Es ist nur diese lange Zeit der Unterbrechungen, die dem Goldkauf eine Rettungsleine gibt. Der renommierte Investor Mark Mobius ist jetzt zum Kauf an Bord, da negative Anleiherenditen keine Opportunitätskosten für ein Edelmetall bieten, das selbst keine Rendite bietet. Die Bank of America ist aus genau demselben Grund unglaublich optimistisch: Die Anleiherenditen befinden sich in einem Zustand „ewiger Repression“ und sie schlagen ein Kursziel von 3.000 $ in 18 Monaten vor.
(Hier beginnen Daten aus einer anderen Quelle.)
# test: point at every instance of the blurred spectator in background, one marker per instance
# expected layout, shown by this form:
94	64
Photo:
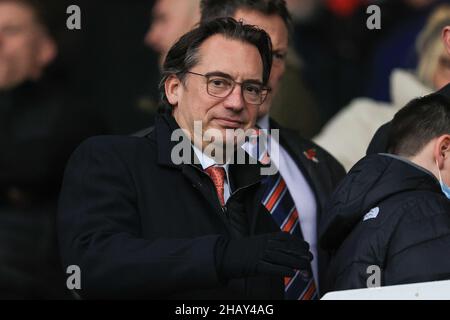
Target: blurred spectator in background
41	123
349	133
171	19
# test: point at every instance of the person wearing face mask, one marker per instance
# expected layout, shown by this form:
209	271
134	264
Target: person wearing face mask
393	209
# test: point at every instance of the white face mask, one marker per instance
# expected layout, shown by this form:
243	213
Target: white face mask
445	188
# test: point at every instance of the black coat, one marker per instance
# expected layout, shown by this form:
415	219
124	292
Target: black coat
407	233
321	170
140	226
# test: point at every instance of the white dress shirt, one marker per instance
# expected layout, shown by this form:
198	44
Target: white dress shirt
301	193
206	162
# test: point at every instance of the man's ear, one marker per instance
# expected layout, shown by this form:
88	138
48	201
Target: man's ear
446	38
442	150
173	86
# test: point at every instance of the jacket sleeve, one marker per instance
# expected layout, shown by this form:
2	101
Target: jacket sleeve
99	231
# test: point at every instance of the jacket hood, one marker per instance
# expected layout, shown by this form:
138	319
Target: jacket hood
372	180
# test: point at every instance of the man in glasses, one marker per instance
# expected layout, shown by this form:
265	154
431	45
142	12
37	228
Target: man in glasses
307	171
141	225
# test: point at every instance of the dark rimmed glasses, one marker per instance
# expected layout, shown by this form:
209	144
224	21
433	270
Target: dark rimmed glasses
220	86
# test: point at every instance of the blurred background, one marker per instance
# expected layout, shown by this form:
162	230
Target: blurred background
60	86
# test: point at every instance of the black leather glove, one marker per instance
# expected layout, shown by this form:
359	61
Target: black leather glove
277	253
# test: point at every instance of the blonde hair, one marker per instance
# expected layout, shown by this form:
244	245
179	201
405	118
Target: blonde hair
429	44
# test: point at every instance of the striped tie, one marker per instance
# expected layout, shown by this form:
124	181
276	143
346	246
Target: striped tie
280	204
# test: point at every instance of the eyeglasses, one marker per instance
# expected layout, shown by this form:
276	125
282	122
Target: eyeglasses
221	87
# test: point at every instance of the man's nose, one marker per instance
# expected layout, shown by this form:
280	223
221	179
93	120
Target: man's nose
235	100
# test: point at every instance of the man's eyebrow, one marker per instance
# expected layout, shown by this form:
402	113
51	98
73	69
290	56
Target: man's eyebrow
226	75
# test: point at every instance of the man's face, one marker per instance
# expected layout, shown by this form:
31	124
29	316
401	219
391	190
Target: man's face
171	19
217	55
24	46
278	32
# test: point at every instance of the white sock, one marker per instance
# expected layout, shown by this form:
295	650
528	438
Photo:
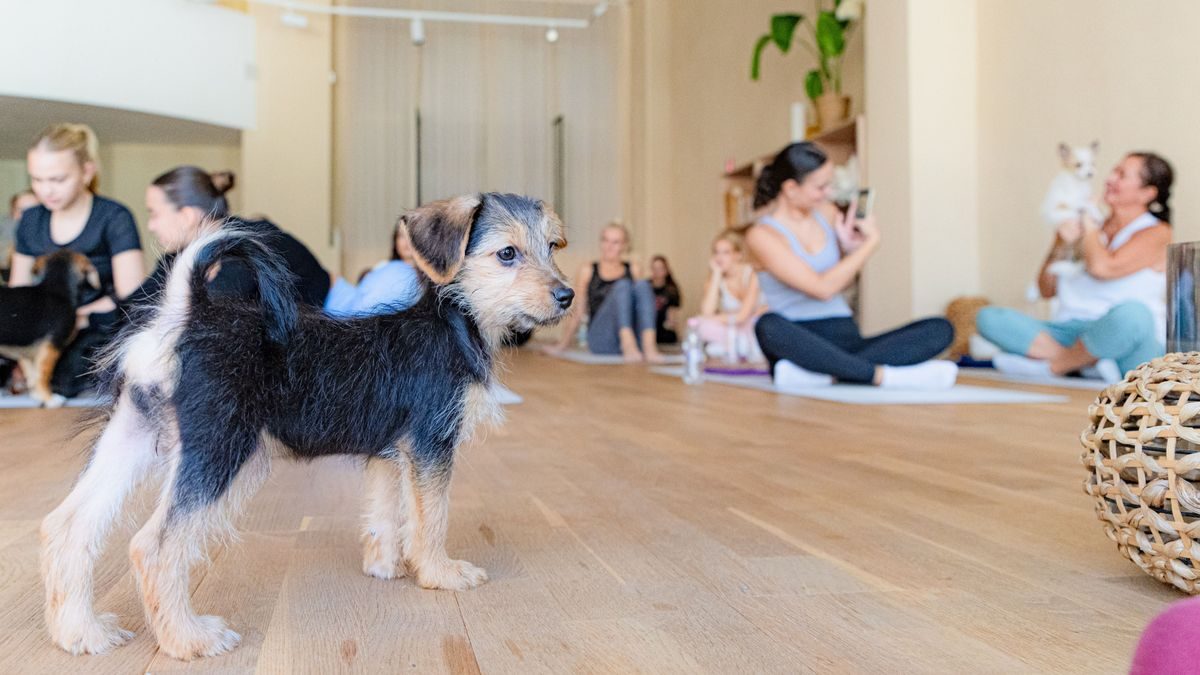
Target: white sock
1023	366
929	375
1107	370
791	377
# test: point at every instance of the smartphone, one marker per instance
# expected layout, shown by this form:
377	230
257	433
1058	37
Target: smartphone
865	203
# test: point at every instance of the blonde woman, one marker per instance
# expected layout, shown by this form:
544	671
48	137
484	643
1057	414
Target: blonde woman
64	173
732	302
619	303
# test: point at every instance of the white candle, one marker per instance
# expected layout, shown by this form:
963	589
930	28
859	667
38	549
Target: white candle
797	121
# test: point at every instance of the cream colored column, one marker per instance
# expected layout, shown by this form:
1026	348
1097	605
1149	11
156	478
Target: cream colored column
923	129
287	163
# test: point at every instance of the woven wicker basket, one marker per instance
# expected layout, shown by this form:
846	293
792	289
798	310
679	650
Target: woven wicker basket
1143	455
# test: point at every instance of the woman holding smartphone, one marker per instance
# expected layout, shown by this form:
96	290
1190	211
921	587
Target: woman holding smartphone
809	254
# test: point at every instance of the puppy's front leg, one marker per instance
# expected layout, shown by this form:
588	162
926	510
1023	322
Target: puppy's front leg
426	493
382	526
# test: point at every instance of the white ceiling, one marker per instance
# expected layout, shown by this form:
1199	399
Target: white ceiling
24	118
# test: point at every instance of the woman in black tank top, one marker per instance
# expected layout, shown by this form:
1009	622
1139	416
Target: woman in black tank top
619	304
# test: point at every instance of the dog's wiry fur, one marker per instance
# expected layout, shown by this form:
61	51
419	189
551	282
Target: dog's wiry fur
207	389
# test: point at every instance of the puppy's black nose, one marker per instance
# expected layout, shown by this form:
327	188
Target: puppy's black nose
563	296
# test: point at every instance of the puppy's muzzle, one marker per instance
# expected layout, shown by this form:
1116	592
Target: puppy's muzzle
563	296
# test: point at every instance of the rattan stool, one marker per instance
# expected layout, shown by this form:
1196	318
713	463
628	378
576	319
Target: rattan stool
1143	455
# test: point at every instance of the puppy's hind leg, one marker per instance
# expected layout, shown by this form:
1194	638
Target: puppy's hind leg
426	494
73	533
382	526
204	493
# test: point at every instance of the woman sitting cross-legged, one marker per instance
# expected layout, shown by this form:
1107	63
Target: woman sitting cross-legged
393	285
809	254
1111	310
732	303
619	304
181	202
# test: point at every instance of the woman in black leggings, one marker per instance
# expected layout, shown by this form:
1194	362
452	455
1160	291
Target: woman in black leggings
809	254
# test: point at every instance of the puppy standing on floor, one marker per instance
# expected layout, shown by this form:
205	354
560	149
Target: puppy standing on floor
39	322
208	388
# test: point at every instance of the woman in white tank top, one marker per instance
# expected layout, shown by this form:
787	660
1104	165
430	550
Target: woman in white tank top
1111	308
732	303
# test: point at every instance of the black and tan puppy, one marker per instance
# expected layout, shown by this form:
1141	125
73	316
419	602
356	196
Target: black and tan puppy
37	322
210	388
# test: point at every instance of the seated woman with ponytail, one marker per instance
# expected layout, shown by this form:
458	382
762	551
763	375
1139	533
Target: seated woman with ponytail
64	172
1111	311
180	201
809	254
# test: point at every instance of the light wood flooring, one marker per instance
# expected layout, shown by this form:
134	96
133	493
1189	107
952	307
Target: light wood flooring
630	523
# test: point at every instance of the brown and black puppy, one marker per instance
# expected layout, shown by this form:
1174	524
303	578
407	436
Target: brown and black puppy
37	322
210	388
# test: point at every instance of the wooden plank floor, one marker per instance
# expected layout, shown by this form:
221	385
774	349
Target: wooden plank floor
633	524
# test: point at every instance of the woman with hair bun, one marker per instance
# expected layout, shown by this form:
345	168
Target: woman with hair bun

Betrachten Spekulanten Gold unbewusst als De-facto-Wertsicherung, da der Dollardruck jetzt auf Steroiden basiert und der Rest der Welt seinen Wert implizit an die US-Währung gekoppelt hat, um den fairen Wert zu bestimmen? Es handelt sich sicherlich nicht um Einzelhandelskäufe, da anekdotische Beweise darauf hindeuten, dass Inder – die größten Goldkäufer der Welt – überhaupt nicht kaufen.
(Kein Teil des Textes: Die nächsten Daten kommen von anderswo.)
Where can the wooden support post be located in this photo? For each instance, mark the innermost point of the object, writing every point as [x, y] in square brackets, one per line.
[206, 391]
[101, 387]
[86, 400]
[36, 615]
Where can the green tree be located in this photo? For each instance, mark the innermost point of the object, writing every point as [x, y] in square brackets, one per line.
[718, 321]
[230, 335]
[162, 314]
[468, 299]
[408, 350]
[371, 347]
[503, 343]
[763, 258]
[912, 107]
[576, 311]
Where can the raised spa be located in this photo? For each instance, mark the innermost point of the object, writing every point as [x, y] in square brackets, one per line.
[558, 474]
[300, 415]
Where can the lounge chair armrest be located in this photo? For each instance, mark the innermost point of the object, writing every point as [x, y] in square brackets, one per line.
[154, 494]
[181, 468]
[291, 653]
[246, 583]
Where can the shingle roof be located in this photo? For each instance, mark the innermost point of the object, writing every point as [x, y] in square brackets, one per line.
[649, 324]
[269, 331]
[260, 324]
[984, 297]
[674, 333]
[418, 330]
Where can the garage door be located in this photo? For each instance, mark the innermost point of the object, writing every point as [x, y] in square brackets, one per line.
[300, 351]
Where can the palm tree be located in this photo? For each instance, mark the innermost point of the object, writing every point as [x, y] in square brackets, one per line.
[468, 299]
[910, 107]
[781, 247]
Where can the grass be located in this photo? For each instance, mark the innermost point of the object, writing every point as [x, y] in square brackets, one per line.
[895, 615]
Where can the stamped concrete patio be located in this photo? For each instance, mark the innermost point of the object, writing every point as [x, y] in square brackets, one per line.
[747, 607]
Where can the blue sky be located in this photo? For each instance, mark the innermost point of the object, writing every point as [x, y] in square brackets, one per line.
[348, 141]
Weltweit ist der Kauf von physischem Gold um zwei Drittel zurückgegangen. Das Problem bei dieser Goldrallye liegt wirklich in der Geschwindigkeit, mit der ein leicht verfügbarer, bewährter Impfstoff herausgebracht wird. Der Goldpreis wird wahrscheinlich seinen Höhepunkt erreichen und von da an fallen, wenn die Konjunkturprogramme zurückgefahren werden.

Ein Großteil der aktuellen Unsicherheit hat längerfristige Wurzeln. Wir sind nur gezwungen, sie alle auf einmal zu konfrontieren. Wie Warren Buffett sagte: Erst bei Ebbe sieht man, wer nackt geschwommen ist. Die Coronavirus-Pandemie war diese Ebbe.